Humans began taking the initiative in sea quests, however, as seen with Jason and his Argonauts. He was faithful to the gods and led a crew of heroes across the Mediterranean, Aegean, and Black Seas. Regardless of his initial faithfulness to the gods, those same gods destroyed Jason but turned the Argo into a constellation. That was a testimony to how fickle the gods could be because sea gods were viewed in relation to their seas. Poseidon, for example, was as arbitrary as the enchanted seas and magic islands he ruled. On the contrary, the kinder Ea came from the calmer Persian Gulf to teach men civilization and agriculture whilst the consistently cruel Rán ruled the volatile North Sea. The gods would lose their strength however.

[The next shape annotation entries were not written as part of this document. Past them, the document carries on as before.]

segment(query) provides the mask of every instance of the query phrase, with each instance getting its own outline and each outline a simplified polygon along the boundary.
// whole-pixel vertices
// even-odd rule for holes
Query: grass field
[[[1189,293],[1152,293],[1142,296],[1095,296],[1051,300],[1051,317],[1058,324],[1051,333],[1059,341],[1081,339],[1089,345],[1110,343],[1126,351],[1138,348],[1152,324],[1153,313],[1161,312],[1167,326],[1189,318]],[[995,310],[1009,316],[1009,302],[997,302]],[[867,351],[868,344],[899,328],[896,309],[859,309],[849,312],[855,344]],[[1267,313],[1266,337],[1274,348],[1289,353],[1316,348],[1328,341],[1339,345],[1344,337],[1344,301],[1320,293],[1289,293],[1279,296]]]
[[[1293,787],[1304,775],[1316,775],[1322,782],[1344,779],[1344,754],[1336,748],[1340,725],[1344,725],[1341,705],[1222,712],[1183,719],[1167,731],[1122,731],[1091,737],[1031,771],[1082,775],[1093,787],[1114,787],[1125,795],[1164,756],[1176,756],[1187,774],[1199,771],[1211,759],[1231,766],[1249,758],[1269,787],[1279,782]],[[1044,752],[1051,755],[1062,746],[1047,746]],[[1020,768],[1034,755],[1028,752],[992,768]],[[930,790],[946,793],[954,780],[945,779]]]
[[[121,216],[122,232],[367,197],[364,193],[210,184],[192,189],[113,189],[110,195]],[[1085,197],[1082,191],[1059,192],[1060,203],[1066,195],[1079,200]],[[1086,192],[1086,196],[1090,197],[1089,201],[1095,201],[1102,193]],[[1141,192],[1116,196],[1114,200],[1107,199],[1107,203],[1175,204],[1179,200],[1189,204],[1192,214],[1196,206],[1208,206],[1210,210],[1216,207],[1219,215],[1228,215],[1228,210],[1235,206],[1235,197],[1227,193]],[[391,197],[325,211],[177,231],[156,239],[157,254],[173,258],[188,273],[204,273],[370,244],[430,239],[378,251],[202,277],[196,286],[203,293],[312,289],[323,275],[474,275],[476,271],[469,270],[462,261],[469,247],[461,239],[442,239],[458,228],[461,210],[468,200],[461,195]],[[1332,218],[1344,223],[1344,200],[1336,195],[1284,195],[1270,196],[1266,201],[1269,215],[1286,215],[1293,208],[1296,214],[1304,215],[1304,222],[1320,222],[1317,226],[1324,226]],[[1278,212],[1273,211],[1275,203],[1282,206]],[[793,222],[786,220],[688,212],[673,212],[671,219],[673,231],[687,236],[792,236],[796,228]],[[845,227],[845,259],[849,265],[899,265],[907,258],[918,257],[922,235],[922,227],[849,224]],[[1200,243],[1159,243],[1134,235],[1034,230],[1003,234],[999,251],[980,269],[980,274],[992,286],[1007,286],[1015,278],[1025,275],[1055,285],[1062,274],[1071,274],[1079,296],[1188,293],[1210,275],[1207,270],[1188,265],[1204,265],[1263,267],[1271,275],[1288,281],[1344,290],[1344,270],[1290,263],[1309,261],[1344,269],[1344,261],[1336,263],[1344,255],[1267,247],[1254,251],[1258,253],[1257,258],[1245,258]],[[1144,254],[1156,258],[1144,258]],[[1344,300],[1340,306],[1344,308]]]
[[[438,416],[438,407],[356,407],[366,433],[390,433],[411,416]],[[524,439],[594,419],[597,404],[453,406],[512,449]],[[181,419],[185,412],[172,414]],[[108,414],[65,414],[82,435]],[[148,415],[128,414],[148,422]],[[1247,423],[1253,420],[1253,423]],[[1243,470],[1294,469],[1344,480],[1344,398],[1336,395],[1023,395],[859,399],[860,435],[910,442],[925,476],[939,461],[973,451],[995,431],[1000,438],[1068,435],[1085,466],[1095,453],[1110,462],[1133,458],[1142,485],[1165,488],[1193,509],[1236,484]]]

In Christian times, sailors no longer worshipped the sea gods but still lived in fear of the sea's power. For example, ships were still launched on Woden's Day/Wednesday and not, for example, on Thor's Day for fear of storms and thunder. Figureheads replaced the oculi or eyes of Greek Triremes but the function remained the same; keep a lookout for evil. Anointing a ship with wine replaced the pagan custom on smearing ships with animal and even human blood. There were limits as seen with how Christian priests were rarely let on board for fear of angering the old gods.

Lakes and rivers held their powers too in the form of Nixes and Undines. The Japanese told of Urashima and Europeans of selkies and mermaids; daughters of foam-born Aphrodite, they were carved on churches as warning against lust.